You can't use them when too high up (not enough O2) or too low (not enough
time to deploy). Most crashes take place on takeoff or landing.

Of the problems that do happen that would take you through a "jumpable"
altitude, you can only make the jump if you 1) have time, 2) have enough
airplane left to jump out of. If a big whole ripped in the plane while in
flight at 30k feet, you are very likely already unconscious or dead.

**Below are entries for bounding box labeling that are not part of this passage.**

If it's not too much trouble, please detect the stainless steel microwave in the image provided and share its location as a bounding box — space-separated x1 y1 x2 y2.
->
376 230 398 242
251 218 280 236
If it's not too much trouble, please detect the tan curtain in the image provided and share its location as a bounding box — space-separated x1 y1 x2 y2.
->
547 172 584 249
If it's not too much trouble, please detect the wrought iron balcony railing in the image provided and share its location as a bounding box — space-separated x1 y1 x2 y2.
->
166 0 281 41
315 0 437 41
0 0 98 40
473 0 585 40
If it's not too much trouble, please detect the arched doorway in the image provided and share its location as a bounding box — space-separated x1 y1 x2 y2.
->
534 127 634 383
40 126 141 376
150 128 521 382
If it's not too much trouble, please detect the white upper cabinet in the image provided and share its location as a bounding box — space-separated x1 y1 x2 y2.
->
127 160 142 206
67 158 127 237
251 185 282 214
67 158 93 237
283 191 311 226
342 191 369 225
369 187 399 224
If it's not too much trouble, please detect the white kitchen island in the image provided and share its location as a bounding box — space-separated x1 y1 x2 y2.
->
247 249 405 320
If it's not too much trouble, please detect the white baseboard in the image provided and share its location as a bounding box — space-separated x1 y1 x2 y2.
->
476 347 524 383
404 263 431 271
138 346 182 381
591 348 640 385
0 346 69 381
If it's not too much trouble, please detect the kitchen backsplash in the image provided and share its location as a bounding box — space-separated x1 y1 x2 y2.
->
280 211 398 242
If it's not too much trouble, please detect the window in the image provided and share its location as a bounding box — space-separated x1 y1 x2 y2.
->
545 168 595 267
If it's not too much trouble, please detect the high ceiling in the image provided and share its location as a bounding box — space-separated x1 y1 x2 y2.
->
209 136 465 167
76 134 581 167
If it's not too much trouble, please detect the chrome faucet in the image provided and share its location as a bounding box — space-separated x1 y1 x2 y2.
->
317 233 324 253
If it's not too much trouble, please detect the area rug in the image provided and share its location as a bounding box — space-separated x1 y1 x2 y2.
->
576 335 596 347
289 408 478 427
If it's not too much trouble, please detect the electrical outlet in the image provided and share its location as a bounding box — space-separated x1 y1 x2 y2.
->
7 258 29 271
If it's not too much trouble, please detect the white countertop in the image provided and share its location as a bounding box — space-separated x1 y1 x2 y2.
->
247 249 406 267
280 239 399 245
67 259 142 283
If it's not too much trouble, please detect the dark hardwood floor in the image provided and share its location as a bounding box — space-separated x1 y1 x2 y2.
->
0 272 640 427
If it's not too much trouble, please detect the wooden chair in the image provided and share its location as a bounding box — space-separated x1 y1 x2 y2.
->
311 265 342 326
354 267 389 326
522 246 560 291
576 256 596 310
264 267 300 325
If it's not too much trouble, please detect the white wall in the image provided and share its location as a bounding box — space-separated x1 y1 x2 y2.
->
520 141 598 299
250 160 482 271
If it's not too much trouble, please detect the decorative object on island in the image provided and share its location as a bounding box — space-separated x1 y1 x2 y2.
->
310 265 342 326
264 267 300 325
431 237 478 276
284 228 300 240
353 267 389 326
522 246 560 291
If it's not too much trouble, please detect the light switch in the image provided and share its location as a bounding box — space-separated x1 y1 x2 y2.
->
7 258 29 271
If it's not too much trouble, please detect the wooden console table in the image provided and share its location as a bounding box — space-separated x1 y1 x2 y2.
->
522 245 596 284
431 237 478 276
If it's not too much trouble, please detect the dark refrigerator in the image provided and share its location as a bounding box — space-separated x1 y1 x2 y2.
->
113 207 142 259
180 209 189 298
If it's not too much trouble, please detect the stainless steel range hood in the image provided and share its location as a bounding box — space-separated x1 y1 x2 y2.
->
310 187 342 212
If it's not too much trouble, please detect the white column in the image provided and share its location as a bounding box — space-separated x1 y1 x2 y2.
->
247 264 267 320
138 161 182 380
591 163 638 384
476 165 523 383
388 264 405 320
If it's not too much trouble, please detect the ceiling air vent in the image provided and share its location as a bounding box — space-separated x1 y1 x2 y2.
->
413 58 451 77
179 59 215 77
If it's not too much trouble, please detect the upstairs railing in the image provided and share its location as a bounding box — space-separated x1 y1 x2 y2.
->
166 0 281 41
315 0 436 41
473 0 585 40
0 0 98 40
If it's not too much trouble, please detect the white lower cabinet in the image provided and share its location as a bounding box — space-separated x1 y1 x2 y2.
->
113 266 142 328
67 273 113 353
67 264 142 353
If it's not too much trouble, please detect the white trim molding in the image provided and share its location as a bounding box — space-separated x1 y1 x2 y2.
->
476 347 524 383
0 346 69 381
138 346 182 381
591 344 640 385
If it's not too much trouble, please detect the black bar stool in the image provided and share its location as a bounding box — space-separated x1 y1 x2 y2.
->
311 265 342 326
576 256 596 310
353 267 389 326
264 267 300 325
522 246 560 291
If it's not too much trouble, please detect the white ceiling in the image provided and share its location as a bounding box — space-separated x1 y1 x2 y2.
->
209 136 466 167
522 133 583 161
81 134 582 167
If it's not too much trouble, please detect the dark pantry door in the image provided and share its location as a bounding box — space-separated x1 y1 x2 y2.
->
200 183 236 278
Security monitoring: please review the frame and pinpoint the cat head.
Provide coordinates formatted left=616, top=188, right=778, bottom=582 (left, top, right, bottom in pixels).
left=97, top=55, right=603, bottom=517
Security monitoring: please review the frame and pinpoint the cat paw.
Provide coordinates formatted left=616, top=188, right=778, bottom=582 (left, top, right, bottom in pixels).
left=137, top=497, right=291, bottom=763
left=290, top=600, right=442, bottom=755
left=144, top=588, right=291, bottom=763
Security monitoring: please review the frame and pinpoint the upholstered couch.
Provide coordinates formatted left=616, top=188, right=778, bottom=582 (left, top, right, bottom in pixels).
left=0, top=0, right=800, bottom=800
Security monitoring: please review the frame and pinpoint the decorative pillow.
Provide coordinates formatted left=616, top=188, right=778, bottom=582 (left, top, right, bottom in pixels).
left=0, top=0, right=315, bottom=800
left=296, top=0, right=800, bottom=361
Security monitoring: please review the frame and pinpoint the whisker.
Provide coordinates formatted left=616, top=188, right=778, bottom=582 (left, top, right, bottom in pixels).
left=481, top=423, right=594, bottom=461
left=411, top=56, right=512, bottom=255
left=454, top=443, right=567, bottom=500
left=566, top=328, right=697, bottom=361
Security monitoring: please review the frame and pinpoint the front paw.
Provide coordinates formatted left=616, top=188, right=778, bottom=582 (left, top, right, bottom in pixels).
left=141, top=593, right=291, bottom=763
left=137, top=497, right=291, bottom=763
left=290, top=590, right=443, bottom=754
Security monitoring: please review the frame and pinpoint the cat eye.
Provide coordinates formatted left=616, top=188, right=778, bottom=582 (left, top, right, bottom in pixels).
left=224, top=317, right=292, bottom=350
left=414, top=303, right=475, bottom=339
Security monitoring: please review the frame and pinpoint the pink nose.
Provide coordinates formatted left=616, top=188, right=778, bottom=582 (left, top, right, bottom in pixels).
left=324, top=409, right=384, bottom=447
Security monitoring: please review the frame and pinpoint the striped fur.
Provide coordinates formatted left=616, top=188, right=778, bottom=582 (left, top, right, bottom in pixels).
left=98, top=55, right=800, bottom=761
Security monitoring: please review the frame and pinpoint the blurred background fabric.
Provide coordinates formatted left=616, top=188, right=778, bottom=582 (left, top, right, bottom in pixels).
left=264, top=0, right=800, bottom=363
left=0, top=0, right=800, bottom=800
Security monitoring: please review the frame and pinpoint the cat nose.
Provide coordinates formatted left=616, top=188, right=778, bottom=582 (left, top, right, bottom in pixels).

There are other issues related to the fact that commercial airliners are not
made to be jumped out of at speed. Its difficult or impossible to open their
doors during flight (with good reason). Even if you could get them open, there
may not be a jump trajectory from some doors that doesn't provide a personal
introduction to wing or engine part. Also, you cannot jump and live from a
plane going 300 knots. The plane would have to decelerate to near stall to
make it safe and if its already crashing, maneuvering at the edge of
performance is not likely.

Also, consider that professional and military jumpers are highly trained, in
top physical shape, and the landing sites are carefully chosen to avoid
injury. As a fun thought experiment, take Rosanne Bar, put her in a small
canopy "emergency chute", and drop her, at random, over the Arizona desert.
(She was on her way to Vegas, baby). Calculate survivability.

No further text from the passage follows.